7.顔を横にして人差し指を口の中にいれ、異物が口の中に出てきていたら、かき出すようにして取り出す。この方法は、かえって異物をのどの奥に押し込むこともあるので、子どもには行わない。




 また、詰まった物がのどの奥に見えているときは、掃除機の先端にストッキングなどを当てて口の中へ入れ、吸い取る方法もある。

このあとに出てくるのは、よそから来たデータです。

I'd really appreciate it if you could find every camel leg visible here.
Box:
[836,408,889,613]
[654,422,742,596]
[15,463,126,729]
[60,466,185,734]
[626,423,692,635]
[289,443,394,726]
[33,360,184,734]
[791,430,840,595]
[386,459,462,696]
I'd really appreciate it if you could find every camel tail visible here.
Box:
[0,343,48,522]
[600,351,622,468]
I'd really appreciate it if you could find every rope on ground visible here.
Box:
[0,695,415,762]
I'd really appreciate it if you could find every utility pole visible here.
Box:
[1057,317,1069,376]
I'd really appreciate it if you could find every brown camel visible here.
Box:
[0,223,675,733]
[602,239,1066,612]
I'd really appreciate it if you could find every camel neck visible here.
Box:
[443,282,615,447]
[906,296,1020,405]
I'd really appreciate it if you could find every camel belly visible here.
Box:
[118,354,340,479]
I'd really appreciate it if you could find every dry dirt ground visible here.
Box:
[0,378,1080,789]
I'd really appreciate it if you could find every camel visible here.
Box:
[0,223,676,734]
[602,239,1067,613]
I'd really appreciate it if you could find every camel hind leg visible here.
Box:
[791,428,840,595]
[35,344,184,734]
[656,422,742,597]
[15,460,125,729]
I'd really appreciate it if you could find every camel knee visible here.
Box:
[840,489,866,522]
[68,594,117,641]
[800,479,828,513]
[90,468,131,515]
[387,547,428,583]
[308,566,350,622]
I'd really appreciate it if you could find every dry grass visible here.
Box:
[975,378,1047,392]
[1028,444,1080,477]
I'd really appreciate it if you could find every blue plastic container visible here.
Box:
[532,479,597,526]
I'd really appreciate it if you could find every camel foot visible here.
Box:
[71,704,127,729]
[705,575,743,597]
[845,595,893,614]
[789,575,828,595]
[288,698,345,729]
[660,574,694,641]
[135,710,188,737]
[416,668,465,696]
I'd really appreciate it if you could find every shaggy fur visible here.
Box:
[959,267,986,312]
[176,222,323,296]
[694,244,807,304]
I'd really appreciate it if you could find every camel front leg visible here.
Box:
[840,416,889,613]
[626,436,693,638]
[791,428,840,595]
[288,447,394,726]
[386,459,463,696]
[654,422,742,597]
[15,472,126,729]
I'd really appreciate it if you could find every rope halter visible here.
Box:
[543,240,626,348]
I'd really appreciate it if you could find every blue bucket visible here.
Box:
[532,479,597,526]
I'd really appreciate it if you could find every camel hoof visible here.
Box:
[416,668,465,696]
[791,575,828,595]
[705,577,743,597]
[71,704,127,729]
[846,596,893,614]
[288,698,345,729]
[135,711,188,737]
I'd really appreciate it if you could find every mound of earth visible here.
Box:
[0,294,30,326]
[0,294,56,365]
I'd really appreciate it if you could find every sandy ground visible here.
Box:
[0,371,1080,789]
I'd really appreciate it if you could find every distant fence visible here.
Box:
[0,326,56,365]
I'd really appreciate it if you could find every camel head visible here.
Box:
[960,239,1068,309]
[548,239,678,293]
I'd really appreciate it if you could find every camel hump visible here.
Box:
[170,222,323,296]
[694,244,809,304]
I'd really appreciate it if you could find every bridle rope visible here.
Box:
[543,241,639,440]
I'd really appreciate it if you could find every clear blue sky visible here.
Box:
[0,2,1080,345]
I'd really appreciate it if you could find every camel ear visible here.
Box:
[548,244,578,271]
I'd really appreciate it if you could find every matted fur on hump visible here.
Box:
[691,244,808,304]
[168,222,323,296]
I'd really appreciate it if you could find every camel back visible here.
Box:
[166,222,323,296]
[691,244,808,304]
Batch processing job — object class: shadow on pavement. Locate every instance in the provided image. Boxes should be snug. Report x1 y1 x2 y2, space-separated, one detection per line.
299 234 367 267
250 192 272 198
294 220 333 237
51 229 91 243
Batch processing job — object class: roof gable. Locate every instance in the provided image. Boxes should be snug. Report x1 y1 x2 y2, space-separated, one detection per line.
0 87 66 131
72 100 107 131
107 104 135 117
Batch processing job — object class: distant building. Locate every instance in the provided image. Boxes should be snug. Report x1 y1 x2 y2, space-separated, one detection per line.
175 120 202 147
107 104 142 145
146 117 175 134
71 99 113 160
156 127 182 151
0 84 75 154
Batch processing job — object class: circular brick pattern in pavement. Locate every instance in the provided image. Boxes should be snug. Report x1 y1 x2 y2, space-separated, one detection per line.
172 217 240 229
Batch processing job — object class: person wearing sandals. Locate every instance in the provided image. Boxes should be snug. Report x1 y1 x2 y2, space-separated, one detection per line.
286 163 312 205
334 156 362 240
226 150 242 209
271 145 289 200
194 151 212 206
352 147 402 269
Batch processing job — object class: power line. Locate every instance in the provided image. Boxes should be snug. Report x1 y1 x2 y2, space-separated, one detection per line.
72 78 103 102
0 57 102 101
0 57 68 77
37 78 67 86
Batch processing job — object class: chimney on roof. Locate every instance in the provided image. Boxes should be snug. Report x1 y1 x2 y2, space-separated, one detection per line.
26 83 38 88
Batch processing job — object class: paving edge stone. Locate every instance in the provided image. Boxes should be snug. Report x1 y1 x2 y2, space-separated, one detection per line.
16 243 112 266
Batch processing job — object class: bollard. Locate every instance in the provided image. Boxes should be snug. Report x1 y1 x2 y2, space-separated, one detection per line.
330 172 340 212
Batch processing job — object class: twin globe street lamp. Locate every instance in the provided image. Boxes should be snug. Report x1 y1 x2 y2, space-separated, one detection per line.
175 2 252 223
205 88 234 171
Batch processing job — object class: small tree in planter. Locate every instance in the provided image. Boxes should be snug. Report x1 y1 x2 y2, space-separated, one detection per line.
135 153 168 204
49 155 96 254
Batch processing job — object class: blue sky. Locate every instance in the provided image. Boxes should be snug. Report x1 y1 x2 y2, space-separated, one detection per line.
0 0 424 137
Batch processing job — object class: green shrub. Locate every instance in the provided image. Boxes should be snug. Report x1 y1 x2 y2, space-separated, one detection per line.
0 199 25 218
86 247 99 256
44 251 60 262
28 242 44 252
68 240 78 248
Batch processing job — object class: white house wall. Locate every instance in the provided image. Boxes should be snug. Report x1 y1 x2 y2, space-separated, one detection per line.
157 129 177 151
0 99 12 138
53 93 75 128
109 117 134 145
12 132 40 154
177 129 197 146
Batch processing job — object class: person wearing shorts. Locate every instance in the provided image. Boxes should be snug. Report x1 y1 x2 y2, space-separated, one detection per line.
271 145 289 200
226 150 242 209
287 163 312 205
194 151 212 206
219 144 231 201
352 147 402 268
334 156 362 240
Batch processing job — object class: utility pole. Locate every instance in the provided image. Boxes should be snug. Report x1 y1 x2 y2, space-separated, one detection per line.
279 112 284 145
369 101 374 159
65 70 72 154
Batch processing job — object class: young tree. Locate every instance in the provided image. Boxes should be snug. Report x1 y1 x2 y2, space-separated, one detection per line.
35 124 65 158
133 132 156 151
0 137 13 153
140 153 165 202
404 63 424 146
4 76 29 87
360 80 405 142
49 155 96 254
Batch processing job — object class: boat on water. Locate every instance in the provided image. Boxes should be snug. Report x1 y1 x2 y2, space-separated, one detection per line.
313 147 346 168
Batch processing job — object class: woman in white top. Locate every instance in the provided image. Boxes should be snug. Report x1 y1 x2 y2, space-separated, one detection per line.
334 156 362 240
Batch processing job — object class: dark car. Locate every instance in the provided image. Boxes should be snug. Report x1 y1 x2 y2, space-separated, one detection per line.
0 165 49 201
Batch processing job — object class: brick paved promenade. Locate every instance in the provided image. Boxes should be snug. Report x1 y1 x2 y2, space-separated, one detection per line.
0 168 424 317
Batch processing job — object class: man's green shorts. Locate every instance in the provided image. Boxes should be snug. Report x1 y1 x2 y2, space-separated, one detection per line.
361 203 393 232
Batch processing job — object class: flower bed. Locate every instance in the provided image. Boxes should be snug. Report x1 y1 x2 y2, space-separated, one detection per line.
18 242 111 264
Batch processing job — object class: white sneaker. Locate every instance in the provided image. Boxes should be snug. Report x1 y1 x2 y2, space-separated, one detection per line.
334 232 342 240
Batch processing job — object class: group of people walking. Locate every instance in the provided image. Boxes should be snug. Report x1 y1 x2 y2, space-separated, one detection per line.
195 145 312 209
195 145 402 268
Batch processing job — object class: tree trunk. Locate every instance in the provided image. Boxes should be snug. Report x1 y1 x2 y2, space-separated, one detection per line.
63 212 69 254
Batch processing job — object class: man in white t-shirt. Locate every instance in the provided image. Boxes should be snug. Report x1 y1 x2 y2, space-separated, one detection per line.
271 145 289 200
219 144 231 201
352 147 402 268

 物を詰まらせやすい人がいる家庭なら、一般の掃除機に接続して使え、モチやパン、肉などが簡単に吸い取れる吸引ノズルを常備しておくといいだろう。

 「おモチやコンニャクなど、ひとかたまりになったものをすっぽりと取り除くことができれば、問題はないでしょう。でも、詰まったものの中には、ご飯粒やおかずなど、いろいろな食べ物が混ざっていて、取り除ききれないことがあります。熱が出たり、具合が悪くなったりしたら、それらが原因で誤嚥性(ごえんせい)肺炎(物が気管に入って起こる肺炎)を起こしている可能性もありますから、すぐに病院に行くようにしてください。(国本医師)

 病院での処置としては、喉頭鏡(のどを広げてみる装置)や吸引機を使って、のどや食道、気管に詰まったものを取り除き、患者の容態によっては、心臓マッサージなどを施す。運び込まれた時点で心臓や呼吸が止まっていても、これらの治療で助かるケースも多いのだそうだ。

 楽しい気分もふっ飛んでしまうのどの詰め事故。未然に防ぐためには、こんな注意が必要だ。


  • 食べ物は、ゆっくりとしっかりかみくだく。
  • モチやコンニャク、はんぺんなど、詰まりやすい物は小さく切る。
  • 食べながら話をしたり、笑ったりしない(周囲の人は急に話しかけない、笑わせない、びっくりさせない)。
  • お酒を飲みすぎない(飲み込む力が弱まるため)。
  • 乳幼児には、食べながら走ったり、遊んだりさせないようにし、詰まりやすい小物や食物(ピーナッツなど)は、手の届かないところに置く。

 特に注意が必要なのは、循環器や呼吸器系の疾患、脳血管障害のある人だ、と国本医師は言う。